Well, I guess I'm throwing in the towel. If you want to have a laugh, get these changes relative to tbb21_20081109oss (a development release), replace the corresponding files, and watch it all grind to a halt.

Attachments: 

I dropped some bread crums in "Modification variable in operator() method", and Dmitriy Vyukov responded: "I see the attachment in the last post, and I have skimmed over the thread, but I don't get what problem the attachment tries to solve, or what it tries to improve. What it's all about?"

This is an intermediate stage toward (hopefully) implementing global progress. Instead of having a global atomic to keep track of the number of live tokens, which is often just given an expensive nudge, I let the tasks wrap around to the beginning. With a serial input filter, the replication potential is still shared; otherwise, tasks with non-zero replication potential are kept in a separate level that is only tapped when no other work is available, giving such a pipeline the potential to start up in logarithmic time without the system getting flooded with surplus tasks. I'm not sure what the effect would be in the current implementation, but I had the impression that the global atomic was essential; in my version, the parameter for run() defaults to std::numeric_limits::max(). Also, buffers for serial filters get a lock-free inbox, which seemed like a nice thing to have (if it works) in an oversubscribed system. I thought about asking who would want to benchmark this, but it doesn't work yet, and I discovered that I need to take a break.

Quoting - Raf Schietekat

This is an intermediate stage toward (hopefully) implementing global progress. Instead of having a global atomic to keep track of the number of live tokens, which is often just given an expensive nudge, I let the tasks wrap around to the beginning. With a serial input filter, the replication potential is still shared; otherwise, tasks with non-zero replication potential are kept in a separate level that is only tapped when no other work is available, giving such a pipeline the potential to start up in logarithmic time without the system getting flooded with surplus tasks.

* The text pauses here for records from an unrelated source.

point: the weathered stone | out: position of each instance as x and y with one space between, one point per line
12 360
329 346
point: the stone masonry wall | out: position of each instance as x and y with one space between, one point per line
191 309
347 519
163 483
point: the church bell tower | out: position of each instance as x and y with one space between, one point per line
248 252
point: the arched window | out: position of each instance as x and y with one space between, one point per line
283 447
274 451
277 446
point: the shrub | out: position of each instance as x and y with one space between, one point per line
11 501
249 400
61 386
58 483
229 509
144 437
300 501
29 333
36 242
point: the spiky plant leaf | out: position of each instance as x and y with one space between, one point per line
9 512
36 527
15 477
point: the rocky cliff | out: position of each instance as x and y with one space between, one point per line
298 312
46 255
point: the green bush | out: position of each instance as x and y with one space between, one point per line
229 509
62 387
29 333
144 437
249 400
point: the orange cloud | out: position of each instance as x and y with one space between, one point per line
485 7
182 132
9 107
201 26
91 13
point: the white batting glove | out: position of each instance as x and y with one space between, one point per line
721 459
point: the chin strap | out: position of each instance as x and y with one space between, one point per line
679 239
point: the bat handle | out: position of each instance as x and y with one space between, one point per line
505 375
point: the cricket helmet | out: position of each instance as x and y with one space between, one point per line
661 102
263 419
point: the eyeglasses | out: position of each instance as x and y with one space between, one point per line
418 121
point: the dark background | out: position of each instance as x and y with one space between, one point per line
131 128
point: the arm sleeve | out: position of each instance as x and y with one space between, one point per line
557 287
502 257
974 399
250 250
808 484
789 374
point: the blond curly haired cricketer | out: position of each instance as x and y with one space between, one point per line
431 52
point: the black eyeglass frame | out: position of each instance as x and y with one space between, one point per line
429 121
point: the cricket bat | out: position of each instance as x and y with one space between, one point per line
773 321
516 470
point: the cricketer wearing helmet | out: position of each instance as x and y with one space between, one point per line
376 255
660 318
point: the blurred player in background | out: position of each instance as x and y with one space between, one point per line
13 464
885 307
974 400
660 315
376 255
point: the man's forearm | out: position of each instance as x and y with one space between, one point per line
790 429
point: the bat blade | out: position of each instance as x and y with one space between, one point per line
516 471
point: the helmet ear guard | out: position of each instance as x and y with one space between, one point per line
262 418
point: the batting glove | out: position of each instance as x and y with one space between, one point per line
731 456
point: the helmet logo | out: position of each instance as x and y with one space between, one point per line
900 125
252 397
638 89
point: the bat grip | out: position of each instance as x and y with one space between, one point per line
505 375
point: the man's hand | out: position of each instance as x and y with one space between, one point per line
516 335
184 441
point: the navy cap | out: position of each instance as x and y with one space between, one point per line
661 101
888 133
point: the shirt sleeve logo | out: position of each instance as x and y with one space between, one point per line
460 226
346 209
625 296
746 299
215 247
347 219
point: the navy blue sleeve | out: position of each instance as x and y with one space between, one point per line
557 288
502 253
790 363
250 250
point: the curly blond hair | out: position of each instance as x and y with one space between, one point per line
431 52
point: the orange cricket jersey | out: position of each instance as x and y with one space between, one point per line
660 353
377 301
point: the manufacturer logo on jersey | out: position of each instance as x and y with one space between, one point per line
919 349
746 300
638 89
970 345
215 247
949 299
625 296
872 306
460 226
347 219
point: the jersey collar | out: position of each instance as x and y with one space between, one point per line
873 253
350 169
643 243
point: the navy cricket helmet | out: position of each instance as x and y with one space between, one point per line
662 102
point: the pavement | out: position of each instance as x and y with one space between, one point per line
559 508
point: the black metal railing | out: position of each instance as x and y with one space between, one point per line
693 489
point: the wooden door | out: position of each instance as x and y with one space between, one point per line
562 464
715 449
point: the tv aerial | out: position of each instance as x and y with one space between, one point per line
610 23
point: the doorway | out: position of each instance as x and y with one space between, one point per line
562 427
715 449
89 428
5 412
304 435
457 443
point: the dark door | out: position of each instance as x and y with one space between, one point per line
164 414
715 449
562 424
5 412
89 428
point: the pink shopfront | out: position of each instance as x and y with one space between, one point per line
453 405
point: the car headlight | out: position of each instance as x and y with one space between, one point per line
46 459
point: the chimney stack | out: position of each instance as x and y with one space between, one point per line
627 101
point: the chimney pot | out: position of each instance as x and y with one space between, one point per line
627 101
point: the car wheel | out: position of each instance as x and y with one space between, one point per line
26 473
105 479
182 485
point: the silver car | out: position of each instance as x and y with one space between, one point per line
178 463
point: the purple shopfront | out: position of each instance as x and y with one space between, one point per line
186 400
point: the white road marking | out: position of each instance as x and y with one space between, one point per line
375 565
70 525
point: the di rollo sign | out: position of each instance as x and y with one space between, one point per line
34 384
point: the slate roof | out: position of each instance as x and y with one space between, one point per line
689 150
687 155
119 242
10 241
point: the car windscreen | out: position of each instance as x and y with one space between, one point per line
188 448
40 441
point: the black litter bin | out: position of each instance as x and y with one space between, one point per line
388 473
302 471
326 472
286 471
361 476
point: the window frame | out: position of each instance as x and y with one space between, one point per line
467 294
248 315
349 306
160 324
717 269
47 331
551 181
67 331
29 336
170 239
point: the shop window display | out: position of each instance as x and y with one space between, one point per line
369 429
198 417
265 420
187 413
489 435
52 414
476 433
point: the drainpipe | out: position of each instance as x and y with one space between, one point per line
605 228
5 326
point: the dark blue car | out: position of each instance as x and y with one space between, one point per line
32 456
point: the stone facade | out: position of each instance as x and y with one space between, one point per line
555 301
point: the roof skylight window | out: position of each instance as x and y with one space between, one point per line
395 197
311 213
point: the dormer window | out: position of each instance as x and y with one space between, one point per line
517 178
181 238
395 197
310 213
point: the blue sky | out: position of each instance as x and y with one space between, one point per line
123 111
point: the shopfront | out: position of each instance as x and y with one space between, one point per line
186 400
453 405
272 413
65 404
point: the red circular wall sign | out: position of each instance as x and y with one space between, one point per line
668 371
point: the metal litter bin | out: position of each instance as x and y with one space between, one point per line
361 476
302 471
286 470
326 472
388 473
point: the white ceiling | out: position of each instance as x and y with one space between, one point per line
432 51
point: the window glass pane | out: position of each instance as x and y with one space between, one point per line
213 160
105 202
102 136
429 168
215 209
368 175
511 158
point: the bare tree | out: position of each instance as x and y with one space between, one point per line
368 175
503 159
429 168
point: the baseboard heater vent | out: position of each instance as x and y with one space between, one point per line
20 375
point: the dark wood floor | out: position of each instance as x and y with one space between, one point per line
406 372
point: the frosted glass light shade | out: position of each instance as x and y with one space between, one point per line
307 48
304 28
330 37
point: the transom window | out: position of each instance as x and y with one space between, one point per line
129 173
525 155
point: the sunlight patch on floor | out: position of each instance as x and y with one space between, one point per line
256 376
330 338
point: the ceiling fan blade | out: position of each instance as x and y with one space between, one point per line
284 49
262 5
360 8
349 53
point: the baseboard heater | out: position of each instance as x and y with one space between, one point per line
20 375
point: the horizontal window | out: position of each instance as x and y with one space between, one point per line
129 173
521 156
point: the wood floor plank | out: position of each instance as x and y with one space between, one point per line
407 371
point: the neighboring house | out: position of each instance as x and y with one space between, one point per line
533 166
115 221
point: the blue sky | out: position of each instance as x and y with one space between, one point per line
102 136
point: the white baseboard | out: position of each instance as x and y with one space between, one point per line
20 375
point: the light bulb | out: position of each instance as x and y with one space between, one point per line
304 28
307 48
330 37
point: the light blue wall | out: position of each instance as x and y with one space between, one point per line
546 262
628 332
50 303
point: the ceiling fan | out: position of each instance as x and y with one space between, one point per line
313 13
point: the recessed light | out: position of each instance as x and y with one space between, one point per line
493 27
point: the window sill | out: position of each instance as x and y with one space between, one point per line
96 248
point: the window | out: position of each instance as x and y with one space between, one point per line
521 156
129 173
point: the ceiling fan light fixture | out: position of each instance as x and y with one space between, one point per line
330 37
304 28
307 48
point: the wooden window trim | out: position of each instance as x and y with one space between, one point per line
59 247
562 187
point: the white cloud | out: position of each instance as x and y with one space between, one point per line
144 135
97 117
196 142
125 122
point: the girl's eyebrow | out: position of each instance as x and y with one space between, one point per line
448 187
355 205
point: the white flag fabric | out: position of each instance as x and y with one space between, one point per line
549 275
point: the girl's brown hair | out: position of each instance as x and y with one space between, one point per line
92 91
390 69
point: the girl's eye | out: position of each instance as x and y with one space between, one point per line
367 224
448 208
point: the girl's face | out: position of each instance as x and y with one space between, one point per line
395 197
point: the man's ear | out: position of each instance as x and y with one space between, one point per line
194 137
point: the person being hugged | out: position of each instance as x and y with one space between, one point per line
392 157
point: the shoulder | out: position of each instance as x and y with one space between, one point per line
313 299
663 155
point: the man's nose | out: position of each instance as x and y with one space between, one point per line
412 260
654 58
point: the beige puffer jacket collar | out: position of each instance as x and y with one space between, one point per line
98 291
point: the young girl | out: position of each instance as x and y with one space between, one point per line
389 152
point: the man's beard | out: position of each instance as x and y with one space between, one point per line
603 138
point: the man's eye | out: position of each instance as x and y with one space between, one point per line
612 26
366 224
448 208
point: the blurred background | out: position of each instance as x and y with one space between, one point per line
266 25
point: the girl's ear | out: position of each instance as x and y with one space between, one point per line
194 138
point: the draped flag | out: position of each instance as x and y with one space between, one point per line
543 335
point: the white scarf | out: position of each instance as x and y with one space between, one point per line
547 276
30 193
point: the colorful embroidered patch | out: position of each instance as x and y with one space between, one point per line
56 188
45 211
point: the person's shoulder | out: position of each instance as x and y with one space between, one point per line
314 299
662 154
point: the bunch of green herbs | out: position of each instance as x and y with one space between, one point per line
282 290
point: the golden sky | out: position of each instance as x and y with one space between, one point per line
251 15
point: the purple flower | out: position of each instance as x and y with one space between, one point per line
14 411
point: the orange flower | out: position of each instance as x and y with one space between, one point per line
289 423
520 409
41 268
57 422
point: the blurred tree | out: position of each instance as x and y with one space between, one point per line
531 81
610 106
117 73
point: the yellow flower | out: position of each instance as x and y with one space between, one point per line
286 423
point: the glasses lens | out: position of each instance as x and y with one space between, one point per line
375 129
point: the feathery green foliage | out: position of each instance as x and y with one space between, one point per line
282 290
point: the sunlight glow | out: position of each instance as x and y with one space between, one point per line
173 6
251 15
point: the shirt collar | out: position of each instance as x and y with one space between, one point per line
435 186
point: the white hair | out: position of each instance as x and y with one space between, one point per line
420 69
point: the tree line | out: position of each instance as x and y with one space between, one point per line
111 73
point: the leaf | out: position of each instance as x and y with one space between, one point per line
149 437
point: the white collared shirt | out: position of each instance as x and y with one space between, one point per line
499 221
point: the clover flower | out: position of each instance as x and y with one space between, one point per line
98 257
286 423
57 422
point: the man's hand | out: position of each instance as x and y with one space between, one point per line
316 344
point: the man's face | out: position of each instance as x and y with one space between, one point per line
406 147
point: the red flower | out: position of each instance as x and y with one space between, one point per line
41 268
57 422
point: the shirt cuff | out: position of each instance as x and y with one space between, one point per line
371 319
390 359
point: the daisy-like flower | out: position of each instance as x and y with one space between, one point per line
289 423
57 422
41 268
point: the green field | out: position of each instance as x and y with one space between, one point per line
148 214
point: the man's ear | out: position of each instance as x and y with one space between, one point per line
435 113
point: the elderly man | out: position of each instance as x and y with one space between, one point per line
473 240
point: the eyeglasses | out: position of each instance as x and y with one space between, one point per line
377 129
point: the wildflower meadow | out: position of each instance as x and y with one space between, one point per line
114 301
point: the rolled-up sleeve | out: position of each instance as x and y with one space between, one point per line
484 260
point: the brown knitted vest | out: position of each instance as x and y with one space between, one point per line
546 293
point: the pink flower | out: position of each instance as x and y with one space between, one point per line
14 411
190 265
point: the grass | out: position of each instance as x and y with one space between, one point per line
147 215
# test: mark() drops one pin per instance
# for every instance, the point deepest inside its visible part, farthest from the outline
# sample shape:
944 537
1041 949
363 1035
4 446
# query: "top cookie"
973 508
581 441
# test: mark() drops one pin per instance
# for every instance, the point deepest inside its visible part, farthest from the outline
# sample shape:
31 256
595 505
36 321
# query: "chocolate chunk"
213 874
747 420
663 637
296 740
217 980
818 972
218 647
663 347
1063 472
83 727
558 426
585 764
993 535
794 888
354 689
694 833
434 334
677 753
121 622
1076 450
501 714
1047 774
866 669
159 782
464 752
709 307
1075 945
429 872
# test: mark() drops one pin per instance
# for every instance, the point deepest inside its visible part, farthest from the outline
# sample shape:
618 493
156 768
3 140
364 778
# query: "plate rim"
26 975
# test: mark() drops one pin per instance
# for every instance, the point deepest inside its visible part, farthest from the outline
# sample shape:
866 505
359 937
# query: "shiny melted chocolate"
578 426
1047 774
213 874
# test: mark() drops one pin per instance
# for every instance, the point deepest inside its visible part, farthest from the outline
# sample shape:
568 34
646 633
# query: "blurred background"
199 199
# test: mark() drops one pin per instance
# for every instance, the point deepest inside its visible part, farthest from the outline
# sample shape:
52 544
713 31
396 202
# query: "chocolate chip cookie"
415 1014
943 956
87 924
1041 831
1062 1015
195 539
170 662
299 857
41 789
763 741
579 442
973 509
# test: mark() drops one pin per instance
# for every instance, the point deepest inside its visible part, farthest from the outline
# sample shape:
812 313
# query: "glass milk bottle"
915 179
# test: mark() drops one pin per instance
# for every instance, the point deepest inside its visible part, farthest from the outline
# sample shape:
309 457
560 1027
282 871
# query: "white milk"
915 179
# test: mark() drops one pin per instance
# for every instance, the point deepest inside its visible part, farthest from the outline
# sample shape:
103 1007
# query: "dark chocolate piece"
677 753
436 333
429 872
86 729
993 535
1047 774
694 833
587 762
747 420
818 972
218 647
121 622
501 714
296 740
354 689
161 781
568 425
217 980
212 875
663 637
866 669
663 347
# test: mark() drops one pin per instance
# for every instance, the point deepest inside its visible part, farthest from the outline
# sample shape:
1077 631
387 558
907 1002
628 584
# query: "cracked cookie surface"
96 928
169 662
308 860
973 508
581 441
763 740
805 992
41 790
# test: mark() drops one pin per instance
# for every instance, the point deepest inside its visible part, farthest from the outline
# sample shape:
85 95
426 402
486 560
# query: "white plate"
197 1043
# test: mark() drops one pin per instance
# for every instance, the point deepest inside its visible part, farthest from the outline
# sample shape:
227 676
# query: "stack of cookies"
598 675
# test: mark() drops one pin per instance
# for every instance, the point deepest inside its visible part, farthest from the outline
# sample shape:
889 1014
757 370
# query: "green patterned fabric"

I'm not sure what the effect would be in the current implementation, but I had the impression that the global atomic was essential; in my version, the parameter for run() defaults to std::numeric_limits::max(). Also, buffers for serial filters get a lock-free inbox, which seemed like a nice thing to have (if it works) in an oversubscribed system. I thought about asking who would want to benchmark this, but it doesn't work yet, and I discovered that I need to take a break.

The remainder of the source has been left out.